Raras menghela napas lega
saat Ibu datang. Ia sudah tidak kuat berhadapan dengan ketegasan Bapak. Walaupun
emosi Ibu mudah meninggi. Tapi, Ibu selalu tahu kapan Raras membutuhkannya.
***
Sekali lagi dugaan Aia benar. Di kamar
Azki ....
“Astaghfirullah, Ki! Memang, dari empat
anak Mama, kamu yang paling pintar.
Yang paling rajin shalat, ngaji. Tapi, seumur-umur Mama menyekolahkan anak,
baru kali ini Mama dipanggil kepala sekolah gara-gara bermasalah! Kamu pikir gampang
Papamu cari uang?! Kamu dimasukkan sekolah bukan buat jadi penentang di
sekolah! Sudah! Belajar saja yang benar! Nggak usah sok-sok-an menolak kebijakan
sekolah segala!” teriak Mama.
Mama memang paling tua
diantara orang tua Aia dan Raras. Mungkin itu sebabnya ia juga jadi yang paling
cerewet. Sejak Azki pulang, Mama tidak berhenti
memarahi anak bungsunya itu. Bahkan memarahi apa saja yang bisa dimarahi. Gelas
di atas kulkas,
dimarahi. Piring berantakan, dimarahi. Cucian yang lupa
dijemur karena Mama harus ke sekolah tadi pagi pun dimarahi. Padahal, apa coba
salah mereka? Berhenti sebentar,
lima belas menit kemudian kembali memaki.
Bahkan kakak laki-lakinya
yang baru pulang kuliah sore tadi juga kena marah. “Gara-gara lu, nih!!”
gerutunya. Ia dan Azki memang sering berselisih. Tidak seperti hubungan Azki
dengan dua kakak perempuannya. Sayangnya, mereka sudah berkeluarga dan tinggal
di rumah masing-masing. Azki benar-benar sendiri tanpa ada yang membela.
Bahkan malam
hari pun Mama masih merasa perlu mendatanginya
yang baru selesai shalat Isya’ di kamar.
“Siapa yang mau jadi penentang, Ma?”
Azki memberanikan diri menyahuti Mama pelan. Membalikkan posisi duduknya
menghadap Mama yang baru saja duduk di sisi tempat tidur.

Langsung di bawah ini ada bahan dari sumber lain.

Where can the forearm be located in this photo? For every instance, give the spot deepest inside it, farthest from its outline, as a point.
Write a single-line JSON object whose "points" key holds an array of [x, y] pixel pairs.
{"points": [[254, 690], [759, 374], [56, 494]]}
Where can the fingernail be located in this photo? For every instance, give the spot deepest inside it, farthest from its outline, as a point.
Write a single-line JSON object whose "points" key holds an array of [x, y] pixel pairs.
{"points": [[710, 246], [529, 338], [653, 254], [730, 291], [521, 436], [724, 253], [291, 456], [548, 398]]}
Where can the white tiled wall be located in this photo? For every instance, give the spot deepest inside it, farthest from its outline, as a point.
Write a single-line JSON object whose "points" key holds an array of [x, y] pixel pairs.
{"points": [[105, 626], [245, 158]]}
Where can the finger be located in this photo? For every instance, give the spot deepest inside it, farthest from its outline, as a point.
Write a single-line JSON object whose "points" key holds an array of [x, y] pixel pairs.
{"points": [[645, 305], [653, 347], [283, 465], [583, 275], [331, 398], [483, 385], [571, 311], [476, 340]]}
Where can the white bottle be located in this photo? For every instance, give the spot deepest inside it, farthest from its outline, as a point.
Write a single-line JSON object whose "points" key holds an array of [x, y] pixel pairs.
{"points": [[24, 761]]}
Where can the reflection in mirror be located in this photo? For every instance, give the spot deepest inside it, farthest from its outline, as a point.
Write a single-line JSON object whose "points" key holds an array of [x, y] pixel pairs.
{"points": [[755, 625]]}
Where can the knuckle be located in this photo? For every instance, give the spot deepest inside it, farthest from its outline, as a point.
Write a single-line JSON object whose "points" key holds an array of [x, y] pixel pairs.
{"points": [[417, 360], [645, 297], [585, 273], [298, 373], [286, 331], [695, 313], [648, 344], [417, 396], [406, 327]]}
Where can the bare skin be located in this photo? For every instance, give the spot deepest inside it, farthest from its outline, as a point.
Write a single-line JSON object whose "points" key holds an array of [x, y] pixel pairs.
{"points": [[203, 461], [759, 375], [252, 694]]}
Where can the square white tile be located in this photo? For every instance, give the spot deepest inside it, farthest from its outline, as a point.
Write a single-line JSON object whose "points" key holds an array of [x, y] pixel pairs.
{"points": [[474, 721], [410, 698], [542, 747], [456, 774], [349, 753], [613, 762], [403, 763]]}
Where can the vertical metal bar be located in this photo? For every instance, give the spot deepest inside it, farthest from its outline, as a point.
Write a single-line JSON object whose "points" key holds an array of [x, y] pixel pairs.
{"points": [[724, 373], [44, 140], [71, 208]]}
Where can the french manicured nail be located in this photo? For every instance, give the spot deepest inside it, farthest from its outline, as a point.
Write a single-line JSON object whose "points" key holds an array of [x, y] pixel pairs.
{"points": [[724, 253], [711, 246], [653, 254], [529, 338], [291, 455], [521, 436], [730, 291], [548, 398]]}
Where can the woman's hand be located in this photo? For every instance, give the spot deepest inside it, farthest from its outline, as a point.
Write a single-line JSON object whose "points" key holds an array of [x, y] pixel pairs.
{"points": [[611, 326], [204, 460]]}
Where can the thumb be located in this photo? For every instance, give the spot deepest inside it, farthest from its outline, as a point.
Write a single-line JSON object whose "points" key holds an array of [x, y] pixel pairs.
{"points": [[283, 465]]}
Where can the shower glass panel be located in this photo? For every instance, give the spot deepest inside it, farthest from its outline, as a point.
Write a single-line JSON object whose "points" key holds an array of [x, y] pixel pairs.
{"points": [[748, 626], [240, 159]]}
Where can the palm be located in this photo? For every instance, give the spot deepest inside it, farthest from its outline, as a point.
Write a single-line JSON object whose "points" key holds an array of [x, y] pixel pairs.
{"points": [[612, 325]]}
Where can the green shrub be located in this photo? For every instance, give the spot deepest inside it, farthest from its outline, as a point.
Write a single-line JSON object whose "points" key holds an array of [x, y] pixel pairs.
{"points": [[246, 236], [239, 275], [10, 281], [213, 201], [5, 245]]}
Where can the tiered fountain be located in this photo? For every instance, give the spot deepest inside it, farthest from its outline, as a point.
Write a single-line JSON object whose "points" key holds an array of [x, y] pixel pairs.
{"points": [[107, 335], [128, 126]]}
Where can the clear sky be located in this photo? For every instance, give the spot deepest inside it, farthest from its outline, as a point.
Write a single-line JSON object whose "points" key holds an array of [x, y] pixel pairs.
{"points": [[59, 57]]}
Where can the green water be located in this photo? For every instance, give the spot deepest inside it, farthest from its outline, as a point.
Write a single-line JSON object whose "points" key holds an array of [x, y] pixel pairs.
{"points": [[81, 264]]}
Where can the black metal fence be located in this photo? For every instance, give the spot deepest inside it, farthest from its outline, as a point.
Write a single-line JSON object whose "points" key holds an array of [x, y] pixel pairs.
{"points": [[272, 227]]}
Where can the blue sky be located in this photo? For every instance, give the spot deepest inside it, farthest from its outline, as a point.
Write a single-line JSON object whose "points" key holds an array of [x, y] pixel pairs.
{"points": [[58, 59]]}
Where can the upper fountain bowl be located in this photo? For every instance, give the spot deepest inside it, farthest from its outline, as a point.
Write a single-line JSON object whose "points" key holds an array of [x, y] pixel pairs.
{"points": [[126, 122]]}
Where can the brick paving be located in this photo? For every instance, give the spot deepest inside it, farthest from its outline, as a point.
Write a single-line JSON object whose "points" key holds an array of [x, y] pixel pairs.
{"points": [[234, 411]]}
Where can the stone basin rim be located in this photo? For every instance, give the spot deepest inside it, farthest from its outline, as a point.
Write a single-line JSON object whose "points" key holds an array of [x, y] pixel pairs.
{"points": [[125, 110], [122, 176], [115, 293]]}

“Ya terus buat apa kamu bikin pernyataan penolakan?! Mengumpulkan
tanda tangan siswa-siswa lain?! Mulai sekarang, kamu jangan lagi bergaul dengan
anak-anak yang nggak bener!”
“Azki nggak pernah bergaul dengan
anak-anak nggak benar,
Ma,” bantah Azki masih dengan suara pelan mengimbangi suara Mama yang kian
meninggi.
“Itu!
Teman-teman kamu yang
buat pernyataan penolakan itu?!”
“Itu kan Aia dan Raras. Mama kan, sudah
kenal dengan mereka.”
“Ya itu artinya mereka nggak benar!” sergah Mama, “sudah, jangan
jawab-jawab lagi! Mulai sekarang, jangan berteman dengan mereka lagi! Jangan
berteman dengan anak-anak yang hobinya buat masalah di sekolah! Terus apa tadi
kata kepala sekolah? Kalian nggak mau pakai seragam olahraga katanya?! Mulai
sekarang pakai itu seragam! Mengerti?!”
Azki terperanjat. Pakai seragam
olahraga?! Azki segera menggeleng, “Tapi, itu ....”

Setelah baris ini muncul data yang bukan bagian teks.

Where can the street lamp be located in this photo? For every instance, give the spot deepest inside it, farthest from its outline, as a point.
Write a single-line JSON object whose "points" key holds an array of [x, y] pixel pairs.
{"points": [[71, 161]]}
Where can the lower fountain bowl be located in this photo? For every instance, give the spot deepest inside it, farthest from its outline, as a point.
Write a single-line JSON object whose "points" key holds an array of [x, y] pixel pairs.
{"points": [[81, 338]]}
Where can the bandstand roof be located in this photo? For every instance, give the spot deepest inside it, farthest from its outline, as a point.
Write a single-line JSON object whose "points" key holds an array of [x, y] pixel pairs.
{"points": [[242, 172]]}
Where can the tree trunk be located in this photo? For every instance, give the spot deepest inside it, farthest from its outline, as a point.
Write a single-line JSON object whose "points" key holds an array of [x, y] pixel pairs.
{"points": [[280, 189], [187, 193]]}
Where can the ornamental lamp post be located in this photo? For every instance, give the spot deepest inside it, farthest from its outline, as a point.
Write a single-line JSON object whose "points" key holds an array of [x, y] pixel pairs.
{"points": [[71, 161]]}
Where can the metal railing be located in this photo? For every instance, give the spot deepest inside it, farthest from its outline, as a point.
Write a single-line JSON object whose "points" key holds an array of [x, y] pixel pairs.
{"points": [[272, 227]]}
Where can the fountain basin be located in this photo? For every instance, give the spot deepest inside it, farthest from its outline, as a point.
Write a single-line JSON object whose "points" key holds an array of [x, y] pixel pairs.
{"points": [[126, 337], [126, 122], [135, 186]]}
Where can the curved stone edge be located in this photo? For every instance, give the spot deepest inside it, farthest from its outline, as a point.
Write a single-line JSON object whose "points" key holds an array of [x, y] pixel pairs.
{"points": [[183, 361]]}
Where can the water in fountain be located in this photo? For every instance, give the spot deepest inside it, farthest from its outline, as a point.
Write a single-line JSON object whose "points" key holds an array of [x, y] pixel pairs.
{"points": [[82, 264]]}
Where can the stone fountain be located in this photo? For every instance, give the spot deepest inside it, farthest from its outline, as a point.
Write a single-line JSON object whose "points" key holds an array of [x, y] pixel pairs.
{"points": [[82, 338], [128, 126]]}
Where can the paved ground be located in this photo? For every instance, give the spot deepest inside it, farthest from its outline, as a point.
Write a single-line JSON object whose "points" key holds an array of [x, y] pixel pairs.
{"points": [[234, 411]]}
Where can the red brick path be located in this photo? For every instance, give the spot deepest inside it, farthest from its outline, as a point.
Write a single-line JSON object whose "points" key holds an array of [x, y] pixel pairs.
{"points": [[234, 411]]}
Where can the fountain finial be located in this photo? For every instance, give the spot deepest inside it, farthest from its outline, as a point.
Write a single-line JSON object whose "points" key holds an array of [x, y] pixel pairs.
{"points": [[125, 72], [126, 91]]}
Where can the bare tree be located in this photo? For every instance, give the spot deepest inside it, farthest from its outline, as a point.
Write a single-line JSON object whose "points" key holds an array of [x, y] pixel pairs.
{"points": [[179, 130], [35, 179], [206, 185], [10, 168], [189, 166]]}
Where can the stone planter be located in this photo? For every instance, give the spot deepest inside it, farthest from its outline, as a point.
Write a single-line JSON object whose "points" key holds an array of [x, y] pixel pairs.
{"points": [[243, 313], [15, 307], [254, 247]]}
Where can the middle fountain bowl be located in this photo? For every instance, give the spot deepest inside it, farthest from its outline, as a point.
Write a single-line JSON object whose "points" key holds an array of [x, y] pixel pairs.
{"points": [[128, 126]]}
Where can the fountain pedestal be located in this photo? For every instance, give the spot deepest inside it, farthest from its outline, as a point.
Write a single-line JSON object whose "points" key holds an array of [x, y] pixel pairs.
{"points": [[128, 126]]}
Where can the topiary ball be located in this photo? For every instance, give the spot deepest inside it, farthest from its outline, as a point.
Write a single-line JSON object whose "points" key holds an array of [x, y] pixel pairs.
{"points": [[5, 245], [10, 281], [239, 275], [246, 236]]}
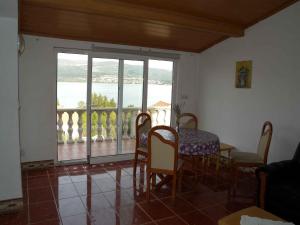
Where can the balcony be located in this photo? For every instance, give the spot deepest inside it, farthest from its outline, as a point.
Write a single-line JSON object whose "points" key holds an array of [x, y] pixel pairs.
{"points": [[71, 130]]}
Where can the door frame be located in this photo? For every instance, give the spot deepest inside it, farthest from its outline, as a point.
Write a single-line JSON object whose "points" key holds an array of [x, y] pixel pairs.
{"points": [[121, 57]]}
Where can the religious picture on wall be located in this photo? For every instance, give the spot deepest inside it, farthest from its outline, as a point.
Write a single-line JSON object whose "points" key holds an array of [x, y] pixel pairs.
{"points": [[243, 74]]}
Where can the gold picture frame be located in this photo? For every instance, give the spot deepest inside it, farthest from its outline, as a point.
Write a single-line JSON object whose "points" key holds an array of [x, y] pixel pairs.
{"points": [[243, 74]]}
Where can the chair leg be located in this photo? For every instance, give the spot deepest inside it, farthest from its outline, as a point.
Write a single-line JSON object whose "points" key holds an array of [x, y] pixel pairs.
{"points": [[153, 180], [148, 186], [218, 161], [180, 180], [174, 186], [135, 163], [236, 178]]}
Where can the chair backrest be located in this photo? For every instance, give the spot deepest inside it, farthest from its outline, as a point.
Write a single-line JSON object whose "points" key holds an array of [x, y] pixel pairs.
{"points": [[265, 141], [163, 149], [297, 154], [142, 126], [188, 120]]}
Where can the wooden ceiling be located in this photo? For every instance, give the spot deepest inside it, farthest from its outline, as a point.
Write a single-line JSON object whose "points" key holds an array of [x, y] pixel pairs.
{"points": [[189, 25]]}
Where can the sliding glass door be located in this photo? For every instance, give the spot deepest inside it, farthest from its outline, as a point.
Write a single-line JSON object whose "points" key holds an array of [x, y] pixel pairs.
{"points": [[101, 122], [104, 107]]}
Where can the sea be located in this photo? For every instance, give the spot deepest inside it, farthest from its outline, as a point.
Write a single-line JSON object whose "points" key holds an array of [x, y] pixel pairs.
{"points": [[70, 93]]}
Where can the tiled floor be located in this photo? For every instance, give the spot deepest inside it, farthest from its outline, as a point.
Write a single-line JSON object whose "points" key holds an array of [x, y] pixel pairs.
{"points": [[106, 194], [104, 148]]}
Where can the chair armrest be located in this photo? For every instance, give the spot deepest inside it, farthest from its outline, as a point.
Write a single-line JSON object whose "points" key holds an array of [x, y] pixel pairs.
{"points": [[279, 171]]}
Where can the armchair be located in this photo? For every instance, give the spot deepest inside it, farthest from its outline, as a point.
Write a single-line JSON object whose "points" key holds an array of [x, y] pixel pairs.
{"points": [[279, 188]]}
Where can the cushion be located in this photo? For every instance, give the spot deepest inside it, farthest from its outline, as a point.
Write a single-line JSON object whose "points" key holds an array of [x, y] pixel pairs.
{"points": [[246, 157]]}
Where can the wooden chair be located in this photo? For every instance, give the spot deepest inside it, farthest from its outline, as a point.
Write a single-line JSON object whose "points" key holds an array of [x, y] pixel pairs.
{"points": [[224, 149], [163, 157], [188, 120], [142, 127], [248, 159]]}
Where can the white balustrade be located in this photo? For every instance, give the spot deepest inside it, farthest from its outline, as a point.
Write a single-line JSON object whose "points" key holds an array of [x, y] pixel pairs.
{"points": [[59, 128], [100, 136], [80, 129], [70, 128], [105, 130]]}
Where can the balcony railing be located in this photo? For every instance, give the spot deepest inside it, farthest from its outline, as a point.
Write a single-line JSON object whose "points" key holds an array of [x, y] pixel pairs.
{"points": [[70, 123]]}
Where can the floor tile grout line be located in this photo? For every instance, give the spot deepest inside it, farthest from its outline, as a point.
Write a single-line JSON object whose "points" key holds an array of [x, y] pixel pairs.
{"points": [[176, 214], [54, 199], [27, 190], [144, 211]]}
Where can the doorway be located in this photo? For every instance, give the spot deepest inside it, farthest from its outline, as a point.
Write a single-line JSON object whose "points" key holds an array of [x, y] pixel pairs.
{"points": [[99, 97]]}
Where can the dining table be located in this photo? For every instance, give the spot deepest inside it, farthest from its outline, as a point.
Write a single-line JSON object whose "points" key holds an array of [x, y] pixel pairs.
{"points": [[192, 142], [193, 145]]}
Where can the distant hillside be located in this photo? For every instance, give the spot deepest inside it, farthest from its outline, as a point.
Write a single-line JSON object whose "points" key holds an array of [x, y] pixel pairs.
{"points": [[69, 71]]}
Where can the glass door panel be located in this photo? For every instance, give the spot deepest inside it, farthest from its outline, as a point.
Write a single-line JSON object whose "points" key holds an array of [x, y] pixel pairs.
{"points": [[159, 98], [132, 101], [104, 106], [71, 106]]}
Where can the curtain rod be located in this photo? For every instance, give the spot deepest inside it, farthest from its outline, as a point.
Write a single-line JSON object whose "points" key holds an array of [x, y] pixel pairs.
{"points": [[136, 52], [140, 52]]}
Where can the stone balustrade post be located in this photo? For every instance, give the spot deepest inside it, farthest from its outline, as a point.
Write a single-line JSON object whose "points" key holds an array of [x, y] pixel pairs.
{"points": [[125, 125], [70, 128], [157, 117], [108, 126], [80, 129], [132, 123], [100, 136], [165, 117], [60, 131]]}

“Sudah!” Mama mengacungkan jari
telunjuknya, menahan Azki yang sebenarnya masih mau bicara. “Mama nggak mau
lagi dengar alasan apa pun! Patuhi semua peraturan sekolah! Apa pun! Jangan
buat susah orang tua lagi!”
“Sudahlah, Ma! Nggak capek
marah-marah terus? Memangnya Azki senang orang tuanya dipanggil sekolah?”

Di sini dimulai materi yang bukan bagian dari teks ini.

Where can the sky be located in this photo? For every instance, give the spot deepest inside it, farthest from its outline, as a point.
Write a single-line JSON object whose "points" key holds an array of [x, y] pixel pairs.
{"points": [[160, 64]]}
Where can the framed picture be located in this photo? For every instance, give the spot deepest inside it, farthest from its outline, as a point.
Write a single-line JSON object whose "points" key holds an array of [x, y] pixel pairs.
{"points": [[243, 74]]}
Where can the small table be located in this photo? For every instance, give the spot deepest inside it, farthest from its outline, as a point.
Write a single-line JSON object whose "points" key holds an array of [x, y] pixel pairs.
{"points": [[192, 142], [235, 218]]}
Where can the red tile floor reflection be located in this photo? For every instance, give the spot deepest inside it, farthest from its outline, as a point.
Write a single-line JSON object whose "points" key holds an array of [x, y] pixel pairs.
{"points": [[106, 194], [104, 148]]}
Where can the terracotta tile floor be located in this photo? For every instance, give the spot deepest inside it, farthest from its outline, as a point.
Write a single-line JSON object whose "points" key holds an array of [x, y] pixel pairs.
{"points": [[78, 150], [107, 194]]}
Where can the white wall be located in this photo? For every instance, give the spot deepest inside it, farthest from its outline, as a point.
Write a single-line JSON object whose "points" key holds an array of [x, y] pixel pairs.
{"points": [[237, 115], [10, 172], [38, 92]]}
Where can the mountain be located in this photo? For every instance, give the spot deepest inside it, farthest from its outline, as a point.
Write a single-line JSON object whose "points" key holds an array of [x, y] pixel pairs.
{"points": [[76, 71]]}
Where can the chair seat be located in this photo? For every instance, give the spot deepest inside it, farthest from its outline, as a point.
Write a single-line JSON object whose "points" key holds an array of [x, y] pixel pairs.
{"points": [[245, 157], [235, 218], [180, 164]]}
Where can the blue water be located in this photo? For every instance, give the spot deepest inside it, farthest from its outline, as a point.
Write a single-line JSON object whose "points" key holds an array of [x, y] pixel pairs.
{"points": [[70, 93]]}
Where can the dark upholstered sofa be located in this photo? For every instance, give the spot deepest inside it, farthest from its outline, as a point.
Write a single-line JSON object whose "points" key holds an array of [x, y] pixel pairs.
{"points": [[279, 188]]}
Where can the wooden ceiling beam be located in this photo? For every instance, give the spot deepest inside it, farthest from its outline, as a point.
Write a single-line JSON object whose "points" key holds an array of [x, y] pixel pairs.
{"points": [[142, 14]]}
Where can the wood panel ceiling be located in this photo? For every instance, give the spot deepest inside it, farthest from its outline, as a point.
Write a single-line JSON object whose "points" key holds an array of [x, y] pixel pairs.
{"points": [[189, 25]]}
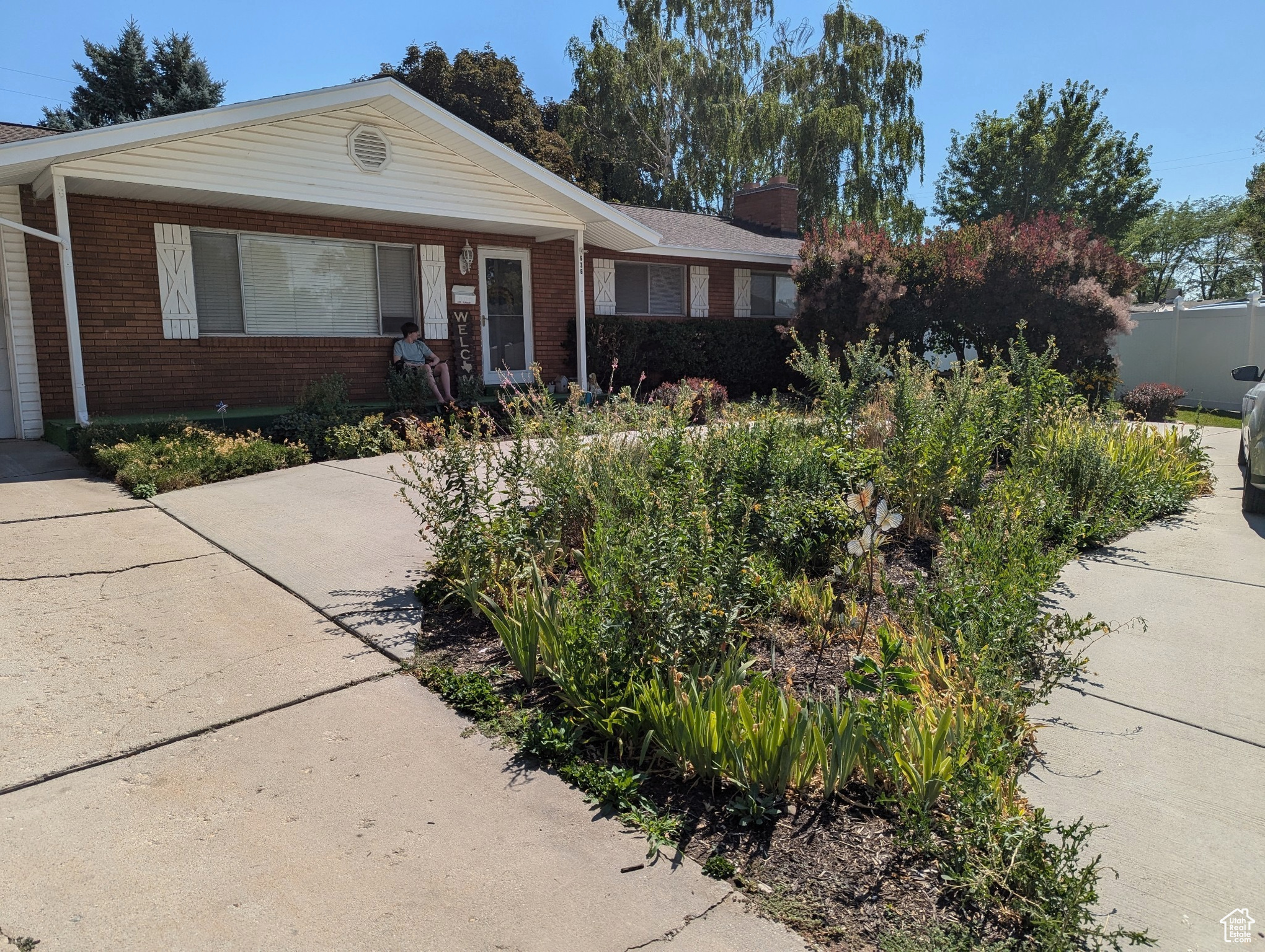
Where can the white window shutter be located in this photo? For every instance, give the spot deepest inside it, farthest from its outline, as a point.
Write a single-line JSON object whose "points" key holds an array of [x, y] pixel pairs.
{"points": [[698, 290], [176, 281], [604, 286], [742, 293], [434, 293]]}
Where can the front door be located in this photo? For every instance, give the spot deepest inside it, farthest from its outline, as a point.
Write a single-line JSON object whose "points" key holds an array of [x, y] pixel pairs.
{"points": [[505, 296]]}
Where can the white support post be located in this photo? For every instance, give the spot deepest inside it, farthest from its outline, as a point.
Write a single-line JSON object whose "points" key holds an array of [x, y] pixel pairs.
{"points": [[1177, 339], [581, 340], [79, 391]]}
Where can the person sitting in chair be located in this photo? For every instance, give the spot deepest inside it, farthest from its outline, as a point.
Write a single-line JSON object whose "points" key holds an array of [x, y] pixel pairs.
{"points": [[412, 355]]}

sebuah suara berat dari luar kamar menengahi.
Alhamdulilllah, Papa pulang! Azki tersenyum lebar. Dimarahi seharian membuat Azki
hampir lupa kalau masih punya Papa yang masih mendukungnya kalau urusan rohis.
***
“Jadi anak-anak, tugas negara adalah
menjaga hak asasi manusia. Nah, apa saja hak asasi manusia itu? Ternyata luas
sekali, seluas kehidupan manusia,” Pak Hamdan sedang menjelaskan tentang hak
asasi manusia atau biasa juga disingkat dengan HAM, di hadapan dua puluh lima
siswanya yang-sebagian- menyimak serius.
“The International Covenant on
Economics, Social, and Cultural Rights menyebutkan ada dua macam HAM.
Pertama, hak ekonomi, sosial dan budaya. Hak pertama ini juga meliputi hak kita
untuk mendapatkan pendidikan, pekerjaan, hak untuk hidup yang layak. Kedua, hak
sipil dan politik. Contohnya, kita berhak berpendapat. Berhak untuk hidup
bebas, bebas berpikir, bebas beragama,” lanjut Pak Hamdan.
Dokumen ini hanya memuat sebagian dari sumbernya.